Suzanne Shepherd, actress. Other credits include the LawnOrder trifecta (original recipe, “Criminal Intent”, Sport Utility Vehicle), “Uncle Buck”, and “Requiem for a Dream”.

Firings watch.

November 19th, 2023

Dino Babers out as Syracuse head coach.

Eight seasons, 41-55 overall, 20-45 in the ACC. One bowl appearance in the last five years.

The Orange (5-6) have lost six of their past seven games, marking the second consecutive year that featured a precipitous slide to end the season. Last year, Syracuse lost six of its last seven games.

Am I delusional, or didn’t Syracuse used to be called “The Orangemen”? Now it seems like they are just “The Orange”, and I can’t find any explanation for the name change online.

Edited to add: and shortly after I posted this, I found out that East Tennessee State had fired George Quarles as their football coach. 6-16 in two seasons, 3-8 this season.

What to do? What. To. Do?

November 17th, 2023

I could do three, maybe four, very short posts covering and updating about various news items.

Or I could do one post hitting all of those items, even though it wouldn’t be as organized as doing multiple posts. But it’d just be one post, and maybe slightly more substantial. So one post it is.

Obit watch: A.S. Byatt, noted British author (Possession).

George Brown, drummer for Kool & the Gang.
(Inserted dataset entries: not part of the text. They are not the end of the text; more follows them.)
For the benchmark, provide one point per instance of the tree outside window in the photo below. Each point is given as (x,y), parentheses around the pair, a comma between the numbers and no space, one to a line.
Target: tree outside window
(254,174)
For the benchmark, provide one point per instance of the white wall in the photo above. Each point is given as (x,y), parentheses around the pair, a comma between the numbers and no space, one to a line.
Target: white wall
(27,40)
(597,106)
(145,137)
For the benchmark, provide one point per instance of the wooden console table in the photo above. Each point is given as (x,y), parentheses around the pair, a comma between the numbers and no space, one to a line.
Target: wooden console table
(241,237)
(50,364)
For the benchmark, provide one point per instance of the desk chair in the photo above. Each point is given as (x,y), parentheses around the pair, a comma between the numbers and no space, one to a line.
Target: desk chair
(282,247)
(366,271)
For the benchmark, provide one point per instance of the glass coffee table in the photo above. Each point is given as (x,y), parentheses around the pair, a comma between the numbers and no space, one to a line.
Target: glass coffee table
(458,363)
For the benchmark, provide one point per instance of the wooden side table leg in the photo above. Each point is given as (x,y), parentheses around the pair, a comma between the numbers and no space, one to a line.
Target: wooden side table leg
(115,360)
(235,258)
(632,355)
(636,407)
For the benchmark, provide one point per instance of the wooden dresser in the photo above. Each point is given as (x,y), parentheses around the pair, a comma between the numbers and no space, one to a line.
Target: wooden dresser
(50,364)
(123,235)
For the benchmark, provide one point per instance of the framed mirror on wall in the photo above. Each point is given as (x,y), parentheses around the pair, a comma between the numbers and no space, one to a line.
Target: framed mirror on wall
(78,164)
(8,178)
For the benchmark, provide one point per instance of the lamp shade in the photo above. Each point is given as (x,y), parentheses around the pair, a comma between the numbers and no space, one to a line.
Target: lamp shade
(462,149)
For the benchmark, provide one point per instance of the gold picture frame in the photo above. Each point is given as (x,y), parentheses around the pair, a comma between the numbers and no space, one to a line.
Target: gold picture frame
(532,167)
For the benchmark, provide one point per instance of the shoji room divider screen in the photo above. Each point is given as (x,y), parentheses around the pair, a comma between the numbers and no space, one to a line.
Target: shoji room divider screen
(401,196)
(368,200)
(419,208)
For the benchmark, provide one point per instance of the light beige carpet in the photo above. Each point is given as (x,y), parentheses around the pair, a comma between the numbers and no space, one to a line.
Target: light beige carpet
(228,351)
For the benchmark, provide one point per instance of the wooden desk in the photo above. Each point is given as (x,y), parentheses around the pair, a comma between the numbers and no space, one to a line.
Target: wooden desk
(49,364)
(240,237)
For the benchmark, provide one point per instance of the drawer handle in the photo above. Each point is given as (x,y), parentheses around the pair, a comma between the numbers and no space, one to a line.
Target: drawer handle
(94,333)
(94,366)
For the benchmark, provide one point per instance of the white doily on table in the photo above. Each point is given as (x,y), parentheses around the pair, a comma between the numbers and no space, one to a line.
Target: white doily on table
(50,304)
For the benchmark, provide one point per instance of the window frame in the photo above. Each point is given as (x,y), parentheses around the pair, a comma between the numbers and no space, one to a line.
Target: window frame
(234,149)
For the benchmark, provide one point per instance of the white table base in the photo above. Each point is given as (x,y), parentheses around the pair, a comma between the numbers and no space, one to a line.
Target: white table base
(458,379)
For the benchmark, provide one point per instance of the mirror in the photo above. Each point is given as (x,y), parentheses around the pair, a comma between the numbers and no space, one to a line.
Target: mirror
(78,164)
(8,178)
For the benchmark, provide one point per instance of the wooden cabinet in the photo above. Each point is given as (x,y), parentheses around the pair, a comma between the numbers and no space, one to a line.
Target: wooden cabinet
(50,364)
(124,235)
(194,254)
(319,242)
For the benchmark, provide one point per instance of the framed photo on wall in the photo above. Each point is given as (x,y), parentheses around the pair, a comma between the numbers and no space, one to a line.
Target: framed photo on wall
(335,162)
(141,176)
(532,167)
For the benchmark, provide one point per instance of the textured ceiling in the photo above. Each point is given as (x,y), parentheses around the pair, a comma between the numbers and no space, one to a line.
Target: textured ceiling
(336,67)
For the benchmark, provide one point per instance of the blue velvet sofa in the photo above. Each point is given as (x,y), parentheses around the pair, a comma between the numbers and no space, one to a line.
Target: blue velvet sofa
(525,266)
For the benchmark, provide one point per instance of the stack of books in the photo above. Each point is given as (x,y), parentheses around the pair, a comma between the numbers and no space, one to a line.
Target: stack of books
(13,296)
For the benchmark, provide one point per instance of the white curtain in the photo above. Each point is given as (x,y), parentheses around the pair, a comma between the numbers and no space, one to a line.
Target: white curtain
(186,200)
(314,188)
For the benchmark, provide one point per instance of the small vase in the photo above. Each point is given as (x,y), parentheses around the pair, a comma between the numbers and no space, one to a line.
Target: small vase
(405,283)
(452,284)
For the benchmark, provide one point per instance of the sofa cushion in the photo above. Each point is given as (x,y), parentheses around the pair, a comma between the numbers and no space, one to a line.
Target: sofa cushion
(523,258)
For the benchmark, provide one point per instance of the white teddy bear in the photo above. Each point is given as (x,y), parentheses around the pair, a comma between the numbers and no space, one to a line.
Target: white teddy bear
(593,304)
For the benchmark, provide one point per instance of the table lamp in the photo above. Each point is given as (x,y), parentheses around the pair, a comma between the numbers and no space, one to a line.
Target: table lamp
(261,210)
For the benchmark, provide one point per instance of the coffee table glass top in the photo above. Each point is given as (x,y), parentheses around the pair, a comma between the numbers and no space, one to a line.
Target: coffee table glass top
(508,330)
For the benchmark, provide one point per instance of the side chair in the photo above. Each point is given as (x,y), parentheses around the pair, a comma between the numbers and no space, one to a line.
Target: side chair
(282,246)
Non-flaming non-hyenas watch: Mike the Musicologist sent over a link (but I’m using the Post‘s instead) stating that the gun charges against NYC Councilwoman Inna Vernikov are going to be dropped. Turns out that her gun was unloaded and also missing the recoil spring assembly, so it couldn’t be fired.

“In order to sustain this charge, it must be proven beyond a reasonable doubt that the weapon in question was capable of firing bullets,” Brooklyn DA spokesman Oren Yaniv said in a statement. “Absent such proof, we have no choice but to dismiss these charges.”

This actually makes me feel less sympathetic to her. It seems like she was carrying the gun as a prop, not because she felt a need for protection. And that doesn’t strike me as being very smart.

Firings watch: Chris Partridge, linebackers coach at the University of Michigan. This does seem to be tied to the ongoing scandal.

There are somewhat more than hints in that article and this one that UMich has found out some things about what’s been going on that are causing tsuris.

Sources told ESPN that university leadership this week has shifted its tone from the stern rebuke of the league’s sanctions to a growing acceptance that the football program may be dealing with significant NCAA infractions that could include a failure to properly monitor the program on Harbaugh’s part.